A genius unrecognised

In the year of S.K. Pottekat’s centenary, the works of this little-known Malayalam writer need to be brought into the limelight.

March 02, 2013 07:28 pm | Updated 07:28 pm IST

March 2013 marks the birth centenary of S.K. Pottekkatt, one of the icons of Malayalam literature. Pottekkat was one of the five Malayalam writers who won the prestigious Jnanpith Award. His genius, however, was not much recognised outside Kerala because of the constraint of language.

Pottekkatt was the product of the renaissance period of Malayalam literature that gathered momentum in the mid-20th century. His works straddled the two spheres of fiction and travelogues, where he created a unique identity of his own. While his distinguished colleagues like Takazhi, Keshav Dev and Basheer based their stories on Kerala’s society, its caste and class divisions and the resultant injustices, Pottekkat’s themes were more universal. Pottekkat explored the complexities of human relationships, romantic interludes and the agonies and ecstasies they caused. His early novels and short stories like Naadanpremam, Premashiksha, Chandrakaantam , and Padmaragam were romantic tales.
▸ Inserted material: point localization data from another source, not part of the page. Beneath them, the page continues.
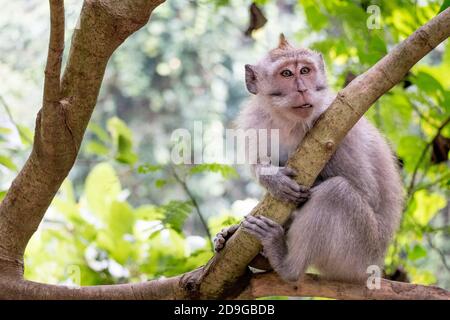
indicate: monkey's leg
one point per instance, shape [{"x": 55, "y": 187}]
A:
[{"x": 335, "y": 230}]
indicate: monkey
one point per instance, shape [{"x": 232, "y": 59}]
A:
[{"x": 342, "y": 224}]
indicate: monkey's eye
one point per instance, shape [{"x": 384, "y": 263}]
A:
[
  {"x": 287, "y": 73},
  {"x": 304, "y": 70}
]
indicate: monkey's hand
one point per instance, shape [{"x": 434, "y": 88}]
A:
[
  {"x": 280, "y": 184},
  {"x": 271, "y": 235},
  {"x": 223, "y": 236}
]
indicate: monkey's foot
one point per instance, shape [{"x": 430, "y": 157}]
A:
[
  {"x": 223, "y": 236},
  {"x": 270, "y": 234}
]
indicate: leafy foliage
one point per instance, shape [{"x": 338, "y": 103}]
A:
[{"x": 117, "y": 223}]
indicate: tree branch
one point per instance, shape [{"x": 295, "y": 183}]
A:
[
  {"x": 60, "y": 126},
  {"x": 55, "y": 51},
  {"x": 267, "y": 284},
  {"x": 62, "y": 121},
  {"x": 351, "y": 103}
]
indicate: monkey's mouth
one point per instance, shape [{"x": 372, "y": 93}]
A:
[{"x": 303, "y": 106}]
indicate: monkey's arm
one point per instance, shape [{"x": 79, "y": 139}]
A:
[
  {"x": 280, "y": 183},
  {"x": 335, "y": 222}
]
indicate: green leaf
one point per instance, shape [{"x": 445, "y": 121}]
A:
[
  {"x": 427, "y": 206},
  {"x": 160, "y": 183},
  {"x": 97, "y": 148},
  {"x": 226, "y": 171},
  {"x": 102, "y": 188},
  {"x": 149, "y": 213},
  {"x": 417, "y": 252},
  {"x": 444, "y": 6},
  {"x": 7, "y": 162},
  {"x": 147, "y": 168},
  {"x": 121, "y": 219},
  {"x": 5, "y": 130},
  {"x": 122, "y": 140},
  {"x": 175, "y": 214},
  {"x": 315, "y": 18},
  {"x": 427, "y": 83}
]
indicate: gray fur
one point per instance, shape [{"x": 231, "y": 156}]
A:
[{"x": 354, "y": 208}]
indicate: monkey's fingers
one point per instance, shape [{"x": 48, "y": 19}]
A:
[
  {"x": 288, "y": 171},
  {"x": 269, "y": 222},
  {"x": 257, "y": 221},
  {"x": 254, "y": 229},
  {"x": 290, "y": 183},
  {"x": 219, "y": 242}
]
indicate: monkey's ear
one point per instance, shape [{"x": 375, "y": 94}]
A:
[
  {"x": 283, "y": 43},
  {"x": 321, "y": 62},
  {"x": 250, "y": 79}
]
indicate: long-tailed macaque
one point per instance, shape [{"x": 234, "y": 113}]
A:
[{"x": 343, "y": 224}]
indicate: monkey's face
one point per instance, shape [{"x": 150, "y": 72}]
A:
[{"x": 291, "y": 81}]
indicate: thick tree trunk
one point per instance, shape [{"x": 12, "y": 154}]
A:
[{"x": 62, "y": 121}]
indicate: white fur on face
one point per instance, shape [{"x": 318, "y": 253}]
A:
[{"x": 289, "y": 95}]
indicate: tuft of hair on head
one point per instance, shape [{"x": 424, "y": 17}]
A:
[
  {"x": 282, "y": 48},
  {"x": 283, "y": 44}
]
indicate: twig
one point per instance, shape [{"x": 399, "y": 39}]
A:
[
  {"x": 195, "y": 204},
  {"x": 439, "y": 252},
  {"x": 55, "y": 51},
  {"x": 422, "y": 156},
  {"x": 11, "y": 119}
]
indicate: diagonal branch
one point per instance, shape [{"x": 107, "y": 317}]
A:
[
  {"x": 230, "y": 265},
  {"x": 267, "y": 284},
  {"x": 62, "y": 121}
]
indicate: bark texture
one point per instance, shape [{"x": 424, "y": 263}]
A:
[
  {"x": 227, "y": 267},
  {"x": 267, "y": 284},
  {"x": 68, "y": 103}
]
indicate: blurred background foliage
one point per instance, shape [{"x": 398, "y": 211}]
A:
[{"x": 127, "y": 214}]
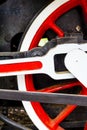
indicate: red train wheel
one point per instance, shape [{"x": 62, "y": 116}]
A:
[{"x": 44, "y": 21}]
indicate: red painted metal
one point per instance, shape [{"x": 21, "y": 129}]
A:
[
  {"x": 5, "y": 68},
  {"x": 53, "y": 124}
]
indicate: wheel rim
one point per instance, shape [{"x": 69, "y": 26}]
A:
[{"x": 31, "y": 40}]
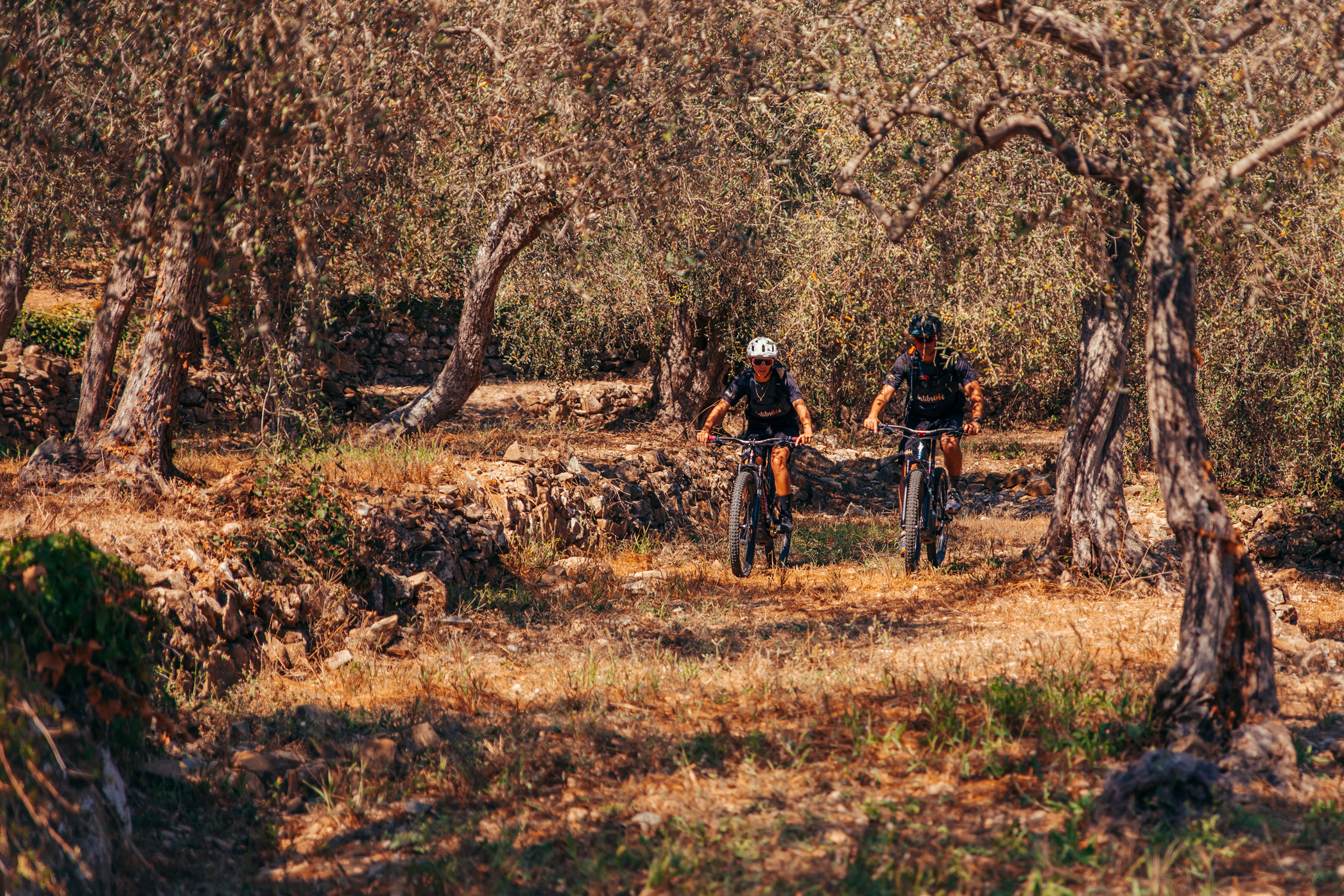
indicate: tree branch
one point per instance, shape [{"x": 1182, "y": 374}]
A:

Nadanpremam (Country Love) a story of love and sacrifice is widely regarded as a classic in modern Malayalam fiction.

Unusually for a Malayalam writer of his times, Pottekkatt travelled across the world on a shoestring budget, by ‘deck’ on ships, by third class on trains and sometimes by trucks and lorries. Avoiding air travel completely, he was aware of the ground realities in the countries he visited and saw people as much as places. As he once observed, “It is the pain and not the pleasure of travel that produces great travel literature.” Fifty years later, his travelogues still make refreshing reading.

In his later works, Pottekkatt immortalised his home town Kozhikode through two novels. Oru Desathinte Katha (the story of a locale) and Oru Theruvinte Katha (story of a street). The former won him the Janapith Award in 1980.

Pottekkatt’s craft was disciplined and his prose elegant and neatly chiselled. His writings were also marked by a delicious sense of humour. Dr. K. Parameswaran translated some of his stories into English in a vintage collection titled Twelve Stories . His centenary may be an occasion to bring out a more comprehensive volume of Pottekkatt’s writings.